OpenBMB releases MiniCPM-V 4.6 1.3B with 75.7 ms TTFT and 19x token efficiency

• OpenBMB shipped MiniCPM-V 4.6 as a 1.3B vision-language model aimed at edge deployment, and OpenBMB's launch thread says it handles high-res images while staying small enough for mobile and consumer hardware.
• According to OpenBMB's LLaVA-UHD v4 note, the main architectural change is a 55.8% cut in vision-encoding FLOPs through early compression plus switchable 4x and 16x visual compression.
• In OpenBMB's latency post, the team claims 75.7 ms TTFT on a single RTX 4090 with 3136² images, plus roughly 1.5x token throughput over Qwen3.5-0.8B.
• OpenBMB's token-efficiency post says MiniCPM-V 4.6 used 19x fewer tokens than Qwen3.5-0.8B, while ArtificialAnlys' model summary puts it at 5.4M output tokens for an Intelligence Index score of 13.
• Deployment is already spreading across common local stacks: OpenBMB's developer support post lists vLLM, llama.cpp, Ollama, and quantized formats, while lmsysorg's SGLang post and OpenBMB's MLX-VLM thank-you post add day-0 SGLang and MLX-VLM support.

You can grab the Hugging Face weights, browse the GitHub repo, compare the model on Artificial Analysis' tiny open-source leaderboard, and spin up the web demo.

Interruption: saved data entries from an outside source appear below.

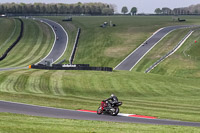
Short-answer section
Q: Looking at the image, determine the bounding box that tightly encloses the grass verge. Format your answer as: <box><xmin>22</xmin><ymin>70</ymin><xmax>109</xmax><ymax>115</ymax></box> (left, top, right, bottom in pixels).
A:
<box><xmin>0</xmin><ymin>113</ymin><xmax>200</xmax><ymax>133</ymax></box>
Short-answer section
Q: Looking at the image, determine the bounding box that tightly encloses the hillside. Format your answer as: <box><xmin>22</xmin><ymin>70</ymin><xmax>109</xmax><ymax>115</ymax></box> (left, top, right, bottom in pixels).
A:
<box><xmin>52</xmin><ymin>16</ymin><xmax>188</xmax><ymax>67</ymax></box>
<box><xmin>0</xmin><ymin>18</ymin><xmax>21</xmax><ymax>56</ymax></box>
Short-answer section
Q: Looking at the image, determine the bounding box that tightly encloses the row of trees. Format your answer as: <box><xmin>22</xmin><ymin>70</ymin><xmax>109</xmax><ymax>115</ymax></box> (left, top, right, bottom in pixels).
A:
<box><xmin>121</xmin><ymin>6</ymin><xmax>137</xmax><ymax>15</ymax></box>
<box><xmin>0</xmin><ymin>2</ymin><xmax>115</xmax><ymax>15</ymax></box>
<box><xmin>155</xmin><ymin>4</ymin><xmax>200</xmax><ymax>15</ymax></box>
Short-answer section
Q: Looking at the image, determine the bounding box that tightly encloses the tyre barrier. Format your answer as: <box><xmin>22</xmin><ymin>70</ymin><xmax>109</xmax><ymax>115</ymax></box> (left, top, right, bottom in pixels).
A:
<box><xmin>31</xmin><ymin>64</ymin><xmax>112</xmax><ymax>72</ymax></box>
<box><xmin>0</xmin><ymin>18</ymin><xmax>24</xmax><ymax>61</ymax></box>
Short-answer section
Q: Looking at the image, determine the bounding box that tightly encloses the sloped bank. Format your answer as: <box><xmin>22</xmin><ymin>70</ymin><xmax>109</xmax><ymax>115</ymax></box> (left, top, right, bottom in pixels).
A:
<box><xmin>0</xmin><ymin>18</ymin><xmax>24</xmax><ymax>61</ymax></box>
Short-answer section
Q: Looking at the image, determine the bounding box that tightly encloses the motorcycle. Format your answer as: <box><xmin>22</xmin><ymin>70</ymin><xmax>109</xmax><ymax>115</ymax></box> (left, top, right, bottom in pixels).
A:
<box><xmin>97</xmin><ymin>100</ymin><xmax>122</xmax><ymax>116</ymax></box>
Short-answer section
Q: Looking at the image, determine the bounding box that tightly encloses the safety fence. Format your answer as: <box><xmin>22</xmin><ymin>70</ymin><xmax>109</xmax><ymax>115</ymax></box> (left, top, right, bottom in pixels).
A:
<box><xmin>0</xmin><ymin>18</ymin><xmax>24</xmax><ymax>61</ymax></box>
<box><xmin>69</xmin><ymin>28</ymin><xmax>81</xmax><ymax>64</ymax></box>
<box><xmin>31</xmin><ymin>64</ymin><xmax>112</xmax><ymax>72</ymax></box>
<box><xmin>145</xmin><ymin>30</ymin><xmax>193</xmax><ymax>73</ymax></box>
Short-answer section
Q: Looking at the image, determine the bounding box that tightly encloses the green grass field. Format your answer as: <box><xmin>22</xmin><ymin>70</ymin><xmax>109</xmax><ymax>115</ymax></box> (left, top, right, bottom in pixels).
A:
<box><xmin>1</xmin><ymin>16</ymin><xmax>200</xmax><ymax>132</ymax></box>
<box><xmin>1</xmin><ymin>113</ymin><xmax>200</xmax><ymax>133</ymax></box>
<box><xmin>0</xmin><ymin>18</ymin><xmax>54</xmax><ymax>67</ymax></box>
<box><xmin>0</xmin><ymin>18</ymin><xmax>21</xmax><ymax>56</ymax></box>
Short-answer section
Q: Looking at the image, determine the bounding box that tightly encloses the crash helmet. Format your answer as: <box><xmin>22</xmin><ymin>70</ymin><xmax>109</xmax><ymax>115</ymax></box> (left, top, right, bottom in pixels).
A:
<box><xmin>111</xmin><ymin>94</ymin><xmax>115</xmax><ymax>97</ymax></box>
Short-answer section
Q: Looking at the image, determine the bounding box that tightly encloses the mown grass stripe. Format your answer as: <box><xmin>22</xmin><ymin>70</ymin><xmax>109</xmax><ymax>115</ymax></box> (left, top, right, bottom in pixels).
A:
<box><xmin>49</xmin><ymin>71</ymin><xmax>65</xmax><ymax>96</ymax></box>
<box><xmin>0</xmin><ymin>19</ymin><xmax>17</xmax><ymax>51</ymax></box>
<box><xmin>26</xmin><ymin>70</ymin><xmax>48</xmax><ymax>94</ymax></box>
<box><xmin>13</xmin><ymin>74</ymin><xmax>29</xmax><ymax>92</ymax></box>
<box><xmin>12</xmin><ymin>20</ymin><xmax>43</xmax><ymax>66</ymax></box>
<box><xmin>14</xmin><ymin>20</ymin><xmax>54</xmax><ymax>66</ymax></box>
<box><xmin>39</xmin><ymin>70</ymin><xmax>55</xmax><ymax>94</ymax></box>
<box><xmin>0</xmin><ymin>18</ymin><xmax>20</xmax><ymax>55</ymax></box>
<box><xmin>0</xmin><ymin>19</ymin><xmax>37</xmax><ymax>67</ymax></box>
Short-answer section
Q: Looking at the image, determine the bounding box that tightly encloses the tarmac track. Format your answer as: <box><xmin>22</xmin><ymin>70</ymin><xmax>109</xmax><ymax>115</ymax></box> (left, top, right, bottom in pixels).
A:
<box><xmin>0</xmin><ymin>100</ymin><xmax>200</xmax><ymax>127</ymax></box>
<box><xmin>114</xmin><ymin>25</ymin><xmax>197</xmax><ymax>71</ymax></box>
<box><xmin>36</xmin><ymin>18</ymin><xmax>68</xmax><ymax>64</ymax></box>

The interesting bit is how much of the launch is framed around compression knobs and deployment surfaces, not just raw scores.

OpenBMB's pitch is mostly an inference story. OpenBMB's LLaVA-UHD v4 note says MiniCPM-V 4.6 cuts vision-encoding FLOPs by 55.8% without degrading performance, using two specific changes:

• Intra-ViT early compression
• Hybrid 4x and 16x visual compression in one model

That second knob matters because the model card and benchmark table surfaced in mervenoyann's benchmark screenshot show separate 4x and 16x results for the same checkpoint, instead of locking users into one visual token ratio.

OpenBMB's own numbers center on three efficiency claims:

1. 75.7 ms TTFT on a 4090 at 3136² resolution
2. About 1.5x token throughput over Qwen3.5-0.8B on a 4090
3. 19x fewer tokens than Qwen3.5-0.8B, and 43x fewer than Qwen3.5-0.8B-Thinking, on the Artificial Analysis benchmark

The outside validation is directionally similar. In ArtificialAnlys' model summary, Artificial Analysis says the model scores 13 on its Intelligence Index, uses 5.4M output tokens, and lands as the highest-scoring open-weights model under 2B parameters in that benchmark set. The same thread also flags the tradeoff: knowledge recall is weak, with AA-Omniscience at -85, which ArtificialAnlys' full-results post says is in line with other sub-2B non-reasoning models.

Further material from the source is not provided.